Terrestrial Organics since The Oligocene (TOTO): The Rains Down in Africa

Hydroclimate in the western Sahel is controlled by the West African Monsoon (WAM), bringing heavy rains to the region during the summer months. Modest changes in this system over the historical record have had outsized impacts on ecosystems and resources. Prior studies have documented the remarkable sensitivity of this system to low-latitude orbital insolation changes as well as high-latitude temperature changes throughout the Neogene. We explore the Cenozoic history of WAM hydroclimate sensitivity to orbital forcing as well as long-term, secular trends and transitions. Land surface changes, particularly the expansion of C4 grasslands, which has been dated in this region to ~10 Ma, could have a dramatic effect on tropical hydroclimate by way of various feedbacks. However, our understanding of the potential impacts on tropical monsoonal hydroclimate from major boundary regime changes is poor because we lack quantitative, high-resolution records from the tropics that span the Cenozoic.

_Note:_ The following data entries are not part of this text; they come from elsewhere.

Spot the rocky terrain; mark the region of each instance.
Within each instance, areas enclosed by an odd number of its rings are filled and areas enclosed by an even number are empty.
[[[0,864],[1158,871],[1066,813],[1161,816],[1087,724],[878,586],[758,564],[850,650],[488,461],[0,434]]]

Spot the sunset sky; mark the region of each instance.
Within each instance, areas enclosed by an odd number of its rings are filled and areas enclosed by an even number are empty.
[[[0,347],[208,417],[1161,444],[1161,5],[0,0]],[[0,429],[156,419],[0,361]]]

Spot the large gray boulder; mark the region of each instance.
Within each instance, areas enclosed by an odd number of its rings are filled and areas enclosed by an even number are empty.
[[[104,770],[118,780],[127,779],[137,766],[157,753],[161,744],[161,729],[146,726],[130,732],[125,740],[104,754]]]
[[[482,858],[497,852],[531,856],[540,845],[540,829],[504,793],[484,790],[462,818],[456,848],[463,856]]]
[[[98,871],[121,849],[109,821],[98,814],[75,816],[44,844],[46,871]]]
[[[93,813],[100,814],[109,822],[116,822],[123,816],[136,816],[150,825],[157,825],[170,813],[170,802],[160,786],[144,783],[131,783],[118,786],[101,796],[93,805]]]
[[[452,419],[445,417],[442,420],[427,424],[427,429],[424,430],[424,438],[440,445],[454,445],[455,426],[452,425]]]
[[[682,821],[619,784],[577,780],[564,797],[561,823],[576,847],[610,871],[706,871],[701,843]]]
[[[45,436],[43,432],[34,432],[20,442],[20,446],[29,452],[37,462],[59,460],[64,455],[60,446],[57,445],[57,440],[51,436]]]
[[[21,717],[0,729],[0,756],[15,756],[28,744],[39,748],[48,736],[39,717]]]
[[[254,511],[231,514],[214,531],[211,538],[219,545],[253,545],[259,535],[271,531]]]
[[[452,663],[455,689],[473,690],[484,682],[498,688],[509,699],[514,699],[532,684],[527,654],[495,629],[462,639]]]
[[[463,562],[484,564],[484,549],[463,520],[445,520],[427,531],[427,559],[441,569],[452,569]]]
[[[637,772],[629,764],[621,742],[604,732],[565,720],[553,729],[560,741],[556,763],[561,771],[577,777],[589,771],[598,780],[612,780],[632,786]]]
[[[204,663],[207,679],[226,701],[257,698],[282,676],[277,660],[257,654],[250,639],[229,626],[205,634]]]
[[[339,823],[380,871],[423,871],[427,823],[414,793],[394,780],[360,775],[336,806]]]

We are measuring new orbitally resolved hydrogen isotope records from leaf waxes (δDwax) preserved in ODP Site 959 marine sediment core, located in the Gulf of Guinea. This sediment core archives ~25 myr of fairly constant sedimentation and contains distinct intervals of color and chemical oscillations that we have targeted for variability analyses. We compare these results with Plio-Pleistocene δDwax records from the same region to quantify how the monsoon responded to orbital forcings in differing global and regional boundary conditions throughout the Cenozoic. These will be the first orbitally resolved δDwax records from Africa prior to the Pliocene, and hence provide a new deeper-time perspective on hydroclimate variability in a region with uncertainty surrounding its response to future global warming. 

This project is supported by NSF-OCE #2134864 awarded to Rachel Lupien.

Global temperature anomaly from 30 Ma to future warming projections adapted from Burke et al. (2018). TOTO study windows are highlighted in pink. On the right is a schematic of potential biomarker results from pink study window means and low-resolution full-core sampling cross-plotted with global temperature anomaly to demonstrate the opportunity for understanding of climate and environmental sensitivity with the proposed work.